Original NTSC tubes (15GP22) used non-rare earth red (very inefficient), P1 (Willemite, oscilloscope tube) green (which was less yellowish than modern green), and a blue that was not so deep violet-blue as today's tubes.

21AXP22 still did not have rare earth red. At some point the blue moved more towards modern blue. The green was still P1.

Later, all-sulfide tubes were introduced, with better efficiency of the red and green, but the red was slightly more orange and the green was definitely more yellowish. The blue also had moved to the modern blue. The yellower green eventually caused a change to be made to the color demodulators to get good fleshtone hues, by increasing R-Y gain - but this tended to overdrive the reds, making them overly bright as well as slightly more orange than NTSC. This effect tended to mask subtle differences in red objects, especially if the color was turned up.

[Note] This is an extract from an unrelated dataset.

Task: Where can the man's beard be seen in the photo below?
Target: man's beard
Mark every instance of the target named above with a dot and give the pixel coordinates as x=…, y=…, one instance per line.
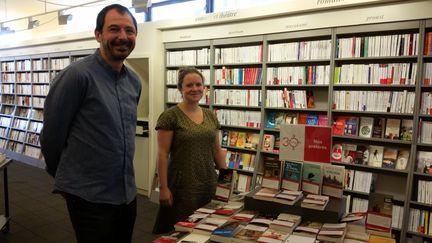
x=116, y=55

The eventual use of rare-earth red made the tubes even brighter and more efficient, but did nothing to change the flesh-tone correction and overly bright reds. This situation continued forever in NTSC. Meanwhile, in Europe, PAL decided to matrix their cameras for the modern green phosphor instead of increasing R-Y gain in the receivers. This results in proper reproduction of both pale (skin) and saturated reds, and is essentially the same tack taken in HDTV (and digital still cameras and computer monitors, where it is called sRGB) today.

In summary, a lot of the complaints about the orangy reds, etc., of certain vintages of CRTs are not so much from the phosphor differences as from the chroma demod / matrix differences as manufacturers tried to get acceptable flesh tones. The reds in HDTV and PAL look much better than in NTSC even though the tubes use essentially the same phosphors. The ultimate greens and reds, of course, are NTSC on a 15GP22 - but its magentas and purples are paler because of the more cyan blue phosphor.